N’Doch’s head whips around. Where? But it’s not the television and it’s not his mother singing to him, though that’s what it sounds like, her low tuneless lullaby that soothed him when he was too hungry to sleep. He knows who it is, of course. It’s the one he’s just tried to leave behind, the other Big Chance he doesn’t want to think about, the one who’s gonna ask so much in return for what she’ll give. It frightens him that she can touch him even here.
He stares at his mother while she stares at the vid. She’s totally absorbed. How can she not hear this music, so like her own? She’s lost to it, and probably lost to her own as well. N’Doch doubts she could sing to him now the way she used to. And suddenly, he can’t sit like this any longer, not speaking, with her locked up in her vid world. If he’d talked to her more in his life, maybe she’d be talking back. But he hasn’t, and she isn’t. He has to leave, just like he always does. But this time, he isn’t off to meet up
with his boys or chase after some girl or pursue any one of the many scams he’s usually juggling.
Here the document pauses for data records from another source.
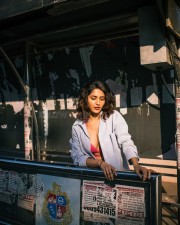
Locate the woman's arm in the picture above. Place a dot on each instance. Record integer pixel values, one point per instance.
(142, 172)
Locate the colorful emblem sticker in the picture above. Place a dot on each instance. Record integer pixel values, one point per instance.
(57, 200)
(56, 208)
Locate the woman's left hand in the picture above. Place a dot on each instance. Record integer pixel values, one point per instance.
(143, 172)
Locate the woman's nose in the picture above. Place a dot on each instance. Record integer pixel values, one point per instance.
(97, 101)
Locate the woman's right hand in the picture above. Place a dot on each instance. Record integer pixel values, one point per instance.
(109, 171)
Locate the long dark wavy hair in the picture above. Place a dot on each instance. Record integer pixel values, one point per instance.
(83, 111)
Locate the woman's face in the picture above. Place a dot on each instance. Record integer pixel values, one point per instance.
(96, 101)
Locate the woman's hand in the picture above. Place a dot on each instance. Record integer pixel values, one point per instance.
(109, 171)
(143, 172)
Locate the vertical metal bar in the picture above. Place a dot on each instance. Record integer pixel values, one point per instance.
(29, 153)
(178, 145)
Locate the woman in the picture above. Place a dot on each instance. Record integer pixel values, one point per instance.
(100, 135)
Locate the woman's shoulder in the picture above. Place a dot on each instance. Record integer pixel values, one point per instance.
(116, 113)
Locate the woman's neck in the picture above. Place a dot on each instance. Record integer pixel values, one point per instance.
(94, 117)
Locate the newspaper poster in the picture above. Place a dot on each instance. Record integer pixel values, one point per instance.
(126, 204)
(99, 198)
(130, 201)
(58, 200)
(96, 218)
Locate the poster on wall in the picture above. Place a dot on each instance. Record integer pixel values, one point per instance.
(113, 205)
(18, 189)
(57, 201)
This time, he doesn’t know where he’s going. In town, the brothers will be after him. On the beach, there’s the mob. They won’t leave him alone as long as his supposed villainy offers them entertainment at his expense. So he doesn’t know where he’s headed and he’s not sure when he’ll be back. Abruptly, he’s tired of the runaround. It doesn’t seem as glamorous as it did when he was a kid, first getting into gangs. But he should tell Fâtime something if he’s going to be away for a while, make up a story at least, so she doesn’t worry. He opens his mouth with the beginnings of an excuse.
“Ma . . .” He stops, stumped.
She turns to him. She looks at him directly, for the first time since he came in, yet her gaze is fuzzed, like she’s watching something just a fraction past him, like where the back of his head might be if she could see right through him.
She says, “If you’re in trouble again, go visit Grandpa Djawara.”
Then she turns back to the vid, and it’s like she’d never said a thing. It’s like smooth water closing over a sunken boat.
N’Doch is chilled. It’s been years since she’s tried to pawn him off on his grandfather. It’s also the third time in twenty-four hours that the old man’s come to mind. Weird. And three is a mystical number. N’Doch reminds himself he doesn’t believe in omens or signs or any of that superstitious stuff. On the other hand, he didn’t believe in dragons either, until yesterday. And Papa Djawara’s
would
be a good place to lay low for a while.